Sorting one file based on the order of another file in awk

105 views Asked by At

I have the following files: f1.txt:

1 1  
1 2   
3 3   
3 4   
2 5  
2 6  

f2.txt:

1  
2   
3  

I want to sort f1.txt according to f2.txt first column match, expected output is below

1 1  
1 2   
2 5   
2 6  
3 3  
3 4  

I tried something like

awk '{if(NR==FNR) {a[$1]=$0} else {b[$1]=$0} for(i in b) print a[i]}' f2.txt f1.txt 

But the results I'm getting are not what I expected.

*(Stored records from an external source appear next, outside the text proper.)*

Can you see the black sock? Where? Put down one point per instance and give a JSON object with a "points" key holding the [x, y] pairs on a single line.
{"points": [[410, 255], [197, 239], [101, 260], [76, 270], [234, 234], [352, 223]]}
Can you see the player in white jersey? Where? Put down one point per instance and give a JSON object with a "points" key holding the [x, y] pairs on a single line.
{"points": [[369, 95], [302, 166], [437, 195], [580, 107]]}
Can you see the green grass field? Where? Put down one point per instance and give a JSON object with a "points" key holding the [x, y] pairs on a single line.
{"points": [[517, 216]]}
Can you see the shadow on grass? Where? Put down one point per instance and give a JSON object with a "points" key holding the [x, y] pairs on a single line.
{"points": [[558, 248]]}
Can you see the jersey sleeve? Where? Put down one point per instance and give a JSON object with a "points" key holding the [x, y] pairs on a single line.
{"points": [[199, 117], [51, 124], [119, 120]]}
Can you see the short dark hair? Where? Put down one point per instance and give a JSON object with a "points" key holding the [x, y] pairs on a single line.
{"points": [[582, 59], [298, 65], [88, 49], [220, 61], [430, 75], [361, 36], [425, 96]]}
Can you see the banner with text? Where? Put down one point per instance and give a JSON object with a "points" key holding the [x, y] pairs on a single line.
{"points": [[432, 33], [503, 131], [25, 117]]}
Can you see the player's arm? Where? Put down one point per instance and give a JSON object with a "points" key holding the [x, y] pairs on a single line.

Appreciate if someone can help

3

There are 3 answers

0
Ed Morton On

Using any awk:

$ awk -v ORS= '
    NR==FNR { a[$1] = a[$1] $0 RS; next }
    { print a[$1] }
' f1.txt f2.txt
1 1
1 2
2 5
2 6
3 3
3 4
0
ufopilot On
awk '
    FNR==NR { a[NR]=$1; next }
    { b[$1] = (b[$1] ? b[$1]"\n" $0 : $0) }
    END{ for (i=1; i<=length(a); i++) print b[a[i]] }
' f2.txt f1.txt 

1 1  
1 2
2 5
2 6
3 3
3 4
5
jhnc On

Generalising @ufopilot's answer to handle non-numbers:

awk '
    FNR==NR { a[++i]=$1; next }
    { b[$1] = b[$1] $0 RS }
    END { ORS=""; for (j=1; j<=i; j++) print b[a[j]] }
' f2.txt f1.txt

Note that if f2.txt has duplicated entries, corresponding lines will also be printed multiple times. If that is not desired, clear b[a[j]] after it is first printed.

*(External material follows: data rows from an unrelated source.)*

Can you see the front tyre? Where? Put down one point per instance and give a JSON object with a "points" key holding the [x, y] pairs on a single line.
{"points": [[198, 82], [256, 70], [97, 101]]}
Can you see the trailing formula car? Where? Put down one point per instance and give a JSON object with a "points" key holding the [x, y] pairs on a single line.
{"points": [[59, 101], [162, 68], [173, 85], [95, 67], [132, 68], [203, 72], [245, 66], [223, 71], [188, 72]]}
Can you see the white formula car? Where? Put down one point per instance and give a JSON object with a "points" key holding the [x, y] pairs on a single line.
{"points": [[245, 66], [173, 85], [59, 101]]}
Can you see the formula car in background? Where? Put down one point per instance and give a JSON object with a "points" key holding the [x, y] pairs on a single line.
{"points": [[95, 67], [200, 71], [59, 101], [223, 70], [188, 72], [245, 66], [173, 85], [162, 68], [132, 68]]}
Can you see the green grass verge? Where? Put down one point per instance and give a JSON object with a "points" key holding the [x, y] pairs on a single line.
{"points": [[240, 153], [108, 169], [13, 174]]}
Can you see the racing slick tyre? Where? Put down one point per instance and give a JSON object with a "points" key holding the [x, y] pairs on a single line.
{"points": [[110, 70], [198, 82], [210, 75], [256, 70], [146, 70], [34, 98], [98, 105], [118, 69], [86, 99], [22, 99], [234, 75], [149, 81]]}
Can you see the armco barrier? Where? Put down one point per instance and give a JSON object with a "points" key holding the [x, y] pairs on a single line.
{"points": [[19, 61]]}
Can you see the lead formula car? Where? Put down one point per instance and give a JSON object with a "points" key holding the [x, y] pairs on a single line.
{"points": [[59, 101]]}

If f1.txt is too big to fit in memory but f2.txt will fit comfortably, then you can decorate the lines using awk, then use sort to reorder, then cut off the extra column:

awk '
    FNR==NR { o[$1]=++i; next }
    { print o[$1] "\t" $0 }
' f2.txt f1.txt |
sort -s -n -k1,1 |
cut -f 2-

In this version, if f2.txt contains duplicated entries, only the final duplicate is used. So

1
3
2
3

will be treated as:

1
2
3

Reformating your code:

awk '
    {
        if (NR==FNR) {
            a[$1]=$0
        } else {
            b[$1]=$0
        }
        for (i in b) print a[i]
    }
' f2.txt f1.txt 

There are several issues.

  • for (i in b) can return elements of b in arbitrary order (gawk should return a repeatable ordering, but POSIX-standard awk may not)
  • you should be doing for (i in a) anyway (otherwise you are ignoring the f2.txt ordering entirely)
  • print a[i] tries to print lines from f2.txt but you want lines from f1.txt
  • you overwrite b[i] when you should append to it
  • the for loop runs for every line but should only run at the end

Applying fixes for these issues might give:

gawk '
    {
        if (NR==FNR) {
            a[$1]
        } else {
            b[$1] = b[$1] $0 RS
        }
    }
    END {
        for (i in a) print b[i]
    }
' f2.txt f1.txt

gives:

1 1
1 2

2 5
2 6

3 3
3 4

but would give completely different order with some other awk implementations.

My code addresses these remaining issues by:

  • altering the assignment to a so that elements can be ordered (a[++i]=$1)
  • replacing for (i in a) by a guaranteed ordering
  • redefining ORS so the blank lines don't appear

To be safer, my code should check if b[a[j]] exists before printing it:

if (a[j] in b) print b[a[j]]

If b[a[j]] does not exist (ie. f2.txt contains a value not in f1.txt), my script creates an empty element in b. Although this prints as nothing and so is not a problem here, in other scripts adding an extra element like this can introduce subtle bugs.